Herwaarderingsmogelijkheid
Mocht een B.V. door de maatregel bij belangenwijzigingen geen verliezen meer kunnen verrekenen met later genoten winsten, dan kan zij vlak vóór dat moment een herinvesteringsreserve (HIR) laten vrijvallen. Daarna mag zij de boekwaarden van haar bezittingen verhogen tot maximaal de waarde in het economische verkeer. Zo’n verhoging is niet toegestaan als deze samengaat met een boekwaardestijging van een verplichting. De staatssecretaris had al eerder gezegd dat dat een eventueel overschot aan herwaarderingswinst in principe is te verrekenen met het resterende verlies van de fiscale eenheid. Hierdoor zaten enkele Kamerleden met de vraag wanneer deze verliesverrekening niet mogelijk is. De staatssecretaris antwoordt dat hij een slag om de arm heeft gehouden in gevallen van fraus legis en dergelijke.
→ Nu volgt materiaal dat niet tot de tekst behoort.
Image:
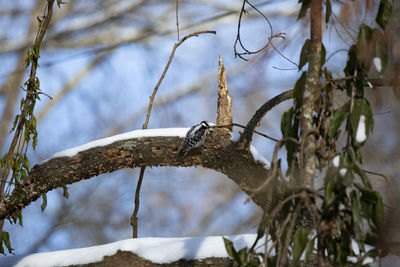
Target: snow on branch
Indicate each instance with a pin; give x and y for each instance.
(156, 250)
(142, 148)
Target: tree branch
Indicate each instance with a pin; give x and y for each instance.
(311, 94)
(247, 135)
(138, 152)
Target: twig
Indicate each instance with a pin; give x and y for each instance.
(246, 137)
(244, 127)
(36, 93)
(177, 17)
(134, 218)
(238, 39)
(166, 69)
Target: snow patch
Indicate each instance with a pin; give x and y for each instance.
(378, 63)
(336, 161)
(157, 250)
(180, 132)
(361, 134)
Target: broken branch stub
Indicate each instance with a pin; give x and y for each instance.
(224, 105)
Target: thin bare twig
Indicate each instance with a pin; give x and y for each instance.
(246, 137)
(134, 218)
(244, 127)
(177, 17)
(166, 69)
(238, 39)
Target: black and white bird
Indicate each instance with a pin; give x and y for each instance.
(195, 137)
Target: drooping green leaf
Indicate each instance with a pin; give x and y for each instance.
(355, 209)
(59, 3)
(309, 249)
(329, 194)
(44, 203)
(5, 237)
(368, 200)
(323, 54)
(364, 178)
(352, 62)
(361, 108)
(304, 53)
(304, 6)
(243, 255)
(373, 253)
(381, 50)
(286, 122)
(328, 11)
(300, 241)
(299, 89)
(338, 117)
(384, 12)
(26, 162)
(15, 123)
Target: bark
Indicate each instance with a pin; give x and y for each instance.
(311, 94)
(139, 152)
(127, 259)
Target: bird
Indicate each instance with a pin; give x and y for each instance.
(195, 137)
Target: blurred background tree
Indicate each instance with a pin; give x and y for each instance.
(100, 61)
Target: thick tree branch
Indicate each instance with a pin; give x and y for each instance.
(138, 152)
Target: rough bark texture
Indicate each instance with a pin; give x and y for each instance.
(139, 152)
(311, 94)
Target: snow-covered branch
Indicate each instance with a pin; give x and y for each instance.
(155, 147)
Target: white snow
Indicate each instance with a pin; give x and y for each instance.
(180, 132)
(361, 134)
(378, 63)
(157, 250)
(336, 161)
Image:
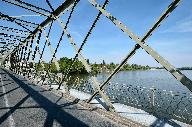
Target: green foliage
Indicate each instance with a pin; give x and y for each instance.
(77, 67)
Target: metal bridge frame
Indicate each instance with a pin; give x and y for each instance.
(19, 55)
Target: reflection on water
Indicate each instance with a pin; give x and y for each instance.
(160, 79)
(156, 92)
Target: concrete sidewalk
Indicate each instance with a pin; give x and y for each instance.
(24, 104)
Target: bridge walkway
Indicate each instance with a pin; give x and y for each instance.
(24, 104)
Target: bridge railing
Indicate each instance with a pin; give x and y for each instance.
(31, 49)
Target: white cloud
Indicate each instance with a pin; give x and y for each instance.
(185, 26)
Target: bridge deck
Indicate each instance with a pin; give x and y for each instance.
(23, 104)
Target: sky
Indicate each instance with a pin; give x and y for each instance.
(172, 40)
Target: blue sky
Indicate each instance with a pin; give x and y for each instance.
(173, 39)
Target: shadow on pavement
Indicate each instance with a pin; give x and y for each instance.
(54, 111)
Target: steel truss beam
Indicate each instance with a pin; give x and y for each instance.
(176, 73)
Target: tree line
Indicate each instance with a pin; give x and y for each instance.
(77, 67)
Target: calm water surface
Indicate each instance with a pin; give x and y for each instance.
(160, 79)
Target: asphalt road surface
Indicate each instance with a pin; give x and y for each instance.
(26, 105)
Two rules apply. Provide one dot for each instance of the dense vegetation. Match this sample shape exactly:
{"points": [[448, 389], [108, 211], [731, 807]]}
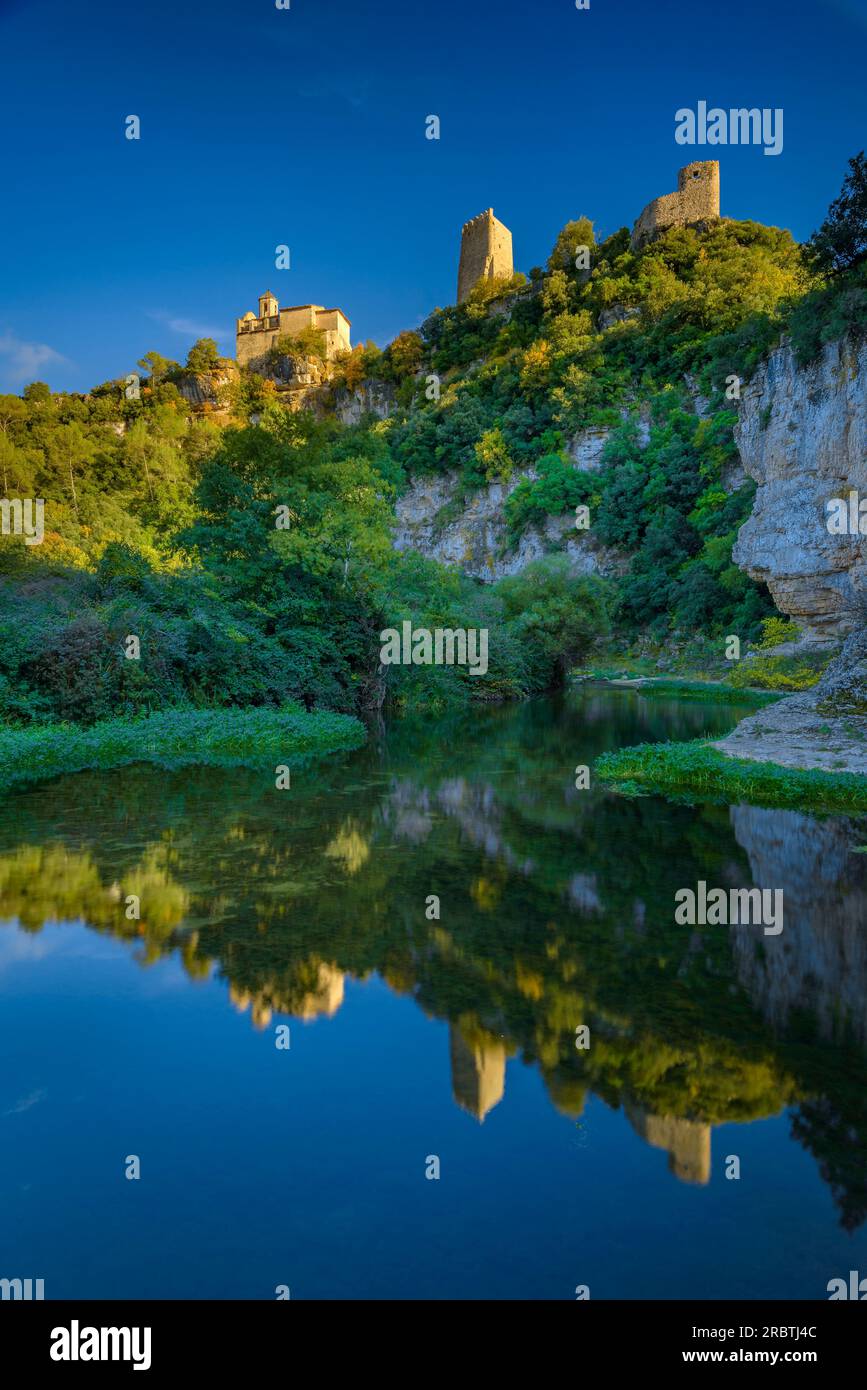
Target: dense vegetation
{"points": [[698, 772], [249, 548]]}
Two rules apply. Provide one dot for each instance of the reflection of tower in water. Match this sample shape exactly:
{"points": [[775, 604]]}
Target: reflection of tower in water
{"points": [[478, 1069], [325, 997], [687, 1141]]}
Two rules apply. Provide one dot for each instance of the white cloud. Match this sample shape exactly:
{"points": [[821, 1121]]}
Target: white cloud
{"points": [[25, 1102], [189, 328], [24, 360]]}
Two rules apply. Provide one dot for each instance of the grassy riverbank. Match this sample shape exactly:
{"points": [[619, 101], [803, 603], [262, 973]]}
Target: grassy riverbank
{"points": [[698, 772], [717, 692], [174, 738]]}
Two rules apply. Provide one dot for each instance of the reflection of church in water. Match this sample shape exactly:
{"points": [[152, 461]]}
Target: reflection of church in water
{"points": [[478, 1072]]}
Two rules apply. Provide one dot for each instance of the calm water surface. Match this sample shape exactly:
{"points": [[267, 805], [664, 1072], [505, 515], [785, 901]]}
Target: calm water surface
{"points": [[414, 1037]]}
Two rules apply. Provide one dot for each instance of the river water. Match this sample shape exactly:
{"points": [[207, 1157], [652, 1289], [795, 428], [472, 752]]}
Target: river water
{"points": [[289, 1039]]}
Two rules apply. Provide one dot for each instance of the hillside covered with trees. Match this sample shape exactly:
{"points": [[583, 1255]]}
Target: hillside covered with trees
{"points": [[250, 549]]}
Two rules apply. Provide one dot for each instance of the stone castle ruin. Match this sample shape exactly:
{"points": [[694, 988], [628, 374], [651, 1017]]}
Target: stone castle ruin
{"points": [[256, 334], [696, 200], [485, 253]]}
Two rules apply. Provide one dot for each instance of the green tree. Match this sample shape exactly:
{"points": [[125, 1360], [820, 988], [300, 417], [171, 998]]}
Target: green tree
{"points": [[203, 356], [841, 241]]}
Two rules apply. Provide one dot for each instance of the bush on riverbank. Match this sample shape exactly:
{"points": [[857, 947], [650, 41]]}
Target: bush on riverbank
{"points": [[698, 772], [177, 738]]}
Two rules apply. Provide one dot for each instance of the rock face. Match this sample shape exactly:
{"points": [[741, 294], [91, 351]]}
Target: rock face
{"points": [[374, 398], [209, 389], [468, 531], [802, 435]]}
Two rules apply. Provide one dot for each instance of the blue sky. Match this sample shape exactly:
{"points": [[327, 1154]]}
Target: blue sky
{"points": [[306, 127]]}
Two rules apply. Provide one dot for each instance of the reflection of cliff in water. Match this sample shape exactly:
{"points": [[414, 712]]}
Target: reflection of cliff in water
{"points": [[556, 911], [819, 962], [685, 1141]]}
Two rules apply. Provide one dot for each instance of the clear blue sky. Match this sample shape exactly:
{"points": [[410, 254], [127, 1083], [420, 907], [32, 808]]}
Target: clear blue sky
{"points": [[307, 127]]}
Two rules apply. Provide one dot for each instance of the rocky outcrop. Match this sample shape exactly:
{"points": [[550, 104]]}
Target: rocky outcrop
{"points": [[470, 533], [817, 965], [370, 398], [209, 389], [802, 435]]}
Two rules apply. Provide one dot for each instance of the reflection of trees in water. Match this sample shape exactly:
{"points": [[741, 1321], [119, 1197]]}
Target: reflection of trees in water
{"points": [[810, 982], [557, 909]]}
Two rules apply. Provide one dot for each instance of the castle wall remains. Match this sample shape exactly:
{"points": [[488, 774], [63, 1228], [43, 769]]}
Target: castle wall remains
{"points": [[696, 200], [485, 253]]}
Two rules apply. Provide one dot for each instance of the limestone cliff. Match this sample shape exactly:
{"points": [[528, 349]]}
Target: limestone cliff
{"points": [[802, 435], [468, 530]]}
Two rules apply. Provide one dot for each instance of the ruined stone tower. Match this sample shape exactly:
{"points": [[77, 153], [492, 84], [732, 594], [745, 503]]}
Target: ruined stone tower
{"points": [[696, 200], [485, 252]]}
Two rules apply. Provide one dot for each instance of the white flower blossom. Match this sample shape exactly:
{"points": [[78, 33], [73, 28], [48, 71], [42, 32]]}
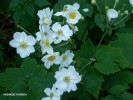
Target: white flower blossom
{"points": [[66, 79], [23, 43], [45, 16], [45, 43], [51, 59], [44, 30], [53, 94], [66, 59], [62, 32], [112, 13], [131, 2], [63, 12], [85, 9], [73, 14]]}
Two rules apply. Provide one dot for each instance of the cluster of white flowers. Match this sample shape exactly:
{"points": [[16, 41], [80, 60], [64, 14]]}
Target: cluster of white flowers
{"points": [[52, 33]]}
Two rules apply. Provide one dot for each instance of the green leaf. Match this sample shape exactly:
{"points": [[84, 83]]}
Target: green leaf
{"points": [[41, 3], [110, 60], [118, 89], [99, 20], [119, 78], [30, 9], [93, 82], [125, 42], [14, 3]]}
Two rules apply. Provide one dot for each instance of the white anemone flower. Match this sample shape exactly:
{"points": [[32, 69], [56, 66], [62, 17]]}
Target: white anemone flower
{"points": [[51, 59], [23, 43], [45, 16], [63, 12], [85, 9], [44, 30], [62, 32], [131, 2], [66, 59], [66, 79], [45, 43], [73, 14], [53, 94], [112, 13]]}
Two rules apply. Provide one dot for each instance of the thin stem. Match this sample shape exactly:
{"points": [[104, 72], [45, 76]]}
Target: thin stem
{"points": [[24, 29], [122, 19], [92, 60], [61, 45], [101, 39]]}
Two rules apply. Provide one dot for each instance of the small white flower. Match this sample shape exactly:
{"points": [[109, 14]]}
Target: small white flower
{"points": [[62, 32], [53, 94], [63, 12], [66, 79], [112, 13], [44, 30], [131, 2], [45, 43], [23, 43], [73, 14], [66, 59], [51, 59], [93, 2], [45, 16], [85, 9]]}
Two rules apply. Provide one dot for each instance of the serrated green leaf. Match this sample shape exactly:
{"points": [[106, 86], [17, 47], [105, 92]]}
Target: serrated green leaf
{"points": [[93, 82], [99, 20], [119, 78], [41, 3], [110, 60], [30, 9], [118, 89], [125, 42], [14, 3]]}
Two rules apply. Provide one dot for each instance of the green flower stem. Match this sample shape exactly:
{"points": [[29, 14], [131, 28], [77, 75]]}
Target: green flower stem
{"points": [[90, 62], [122, 19], [101, 39]]}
Daarnaast vragen de Kamerleden of de staatssecretaris wil bevestigen dat de spoedreparatiemaatregel niet leidt tot het terugnemen (bijvoorbeeld door navordering) van verliezen die vóór 1 januari 2018 al zijn verrekend. Hoewel de staatssecretaris het terugnemen van verliezen aannemelijk vindt, wil hij zich op dit punt niet vastleggen. De praktijk is volgens hem daarvoor te complex en te weerbarstig. Hij wil daarom de stelling van de Kamerleden niet zonder voorbehoud bevestigen.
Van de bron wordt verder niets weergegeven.